2. I should get up and do these things first thing in the morning. I love the Proverbs 31 wife, and I aspire that my life and character would one day resemble her as much as possible. Verse 15 says "She gets up while it is still night; she provides food for her family and portions for her female servants." As much as I aspire to be this woman, I'm JUST NOT. I've made plans to "get up while it is still night" 4.2 million nights in a row. IT AIN'T HAPPENING. Especially in the season where I'm routinely awoken 3-10 times a night by one of two babies.

I'm not a morning person, and that's putting it mildly. New research shows that this doesn't make me lazy- just a human with one of many sleep cycle variations created by a Perfect Designer. So, I don't HAVE to get up in the morning before the sun rises to be productive. I can simply achieve all of those same tasks before I head to bed (while it is still night, mind you), when I'm naturally more alert and productive.

3. I'm too tired. Actually, I'm not. I AM tired, and I AM sinfully lazy and self-indulgent. I'm all about some lounging around, "me" time. But I'm not TOO tired to take 30 minutes to create a sense of peace and un-rushed-ness in the mornings. Even though I homeschool, I always feel a pressing need that I (again) "should" get up early, get things going, blah blah. And whilst laying around until noon probably isn't a good idea, we do have more flexibility in our schedule.

However, that freedom gets plowed over by my anxiety over strewn toys and a messy kitchen as soon as I wake up. I can't see the people for the mess, and so my day is started on a bad tone, from the get-go. However, waking up to a clean kitchen ready for whatever cooking I need to do that day, and a clean playroom for my big baby to explore, starts us off on such a happier note. 

One of my biggest "psycho-mommy buttons" is a messy kitchen and needing to make formula, almond milk, whatever first thing in the morning... And having to rush the girls to get ready and either do their chores or watch the boys so I can clean? It gets my panties all in a twist, which of course trickles downward and outward to everyone I love (causing rifts in my marriage that require restoration and creating a heavy burden of mommy guilt). This isn't about perfection, mind you, but stewardship. 

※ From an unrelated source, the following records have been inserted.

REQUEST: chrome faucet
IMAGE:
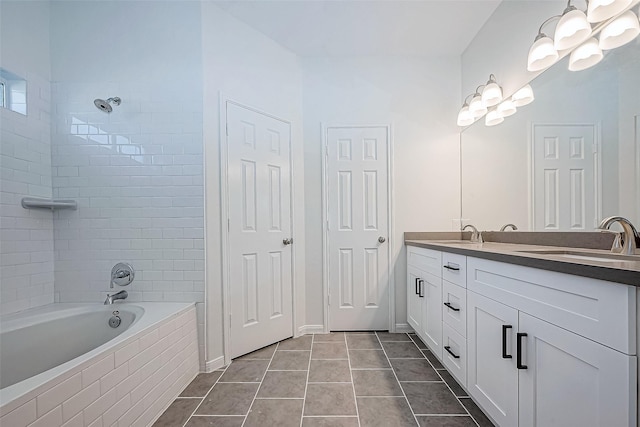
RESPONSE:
[462,224,483,243]
[104,291,129,305]
[598,216,640,255]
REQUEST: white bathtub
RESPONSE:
[0,303,199,427]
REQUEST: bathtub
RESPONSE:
[0,303,199,427]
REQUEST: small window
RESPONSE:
[0,68,27,115]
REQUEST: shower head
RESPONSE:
[93,96,122,113]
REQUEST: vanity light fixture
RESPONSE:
[457,95,476,127]
[599,10,640,50]
[469,85,487,119]
[569,37,603,71]
[587,0,632,23]
[511,85,535,107]
[553,0,591,51]
[484,109,504,126]
[496,99,518,117]
[482,74,502,107]
[527,15,560,71]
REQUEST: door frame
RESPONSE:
[219,96,298,365]
[320,123,396,333]
[527,122,602,231]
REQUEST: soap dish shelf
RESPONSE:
[22,197,78,211]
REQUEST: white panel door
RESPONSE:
[327,127,389,330]
[467,291,516,427]
[532,125,598,231]
[226,102,293,358]
[512,312,637,427]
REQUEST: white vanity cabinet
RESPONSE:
[407,246,442,358]
[407,246,638,427]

I'm sure I've made many other excuses for not just pushing through and doing this little thing each night to make a huge difference in my days. But these 3 have been my major hang-ups. Since I've begun this new habit, current me has been exceptionally thankful to past me for the peace in store for future me.

Do yourself a favor, stop making excuses like I was, and just do it (if you don't already ;). You'll thank yourself.... Every single morning.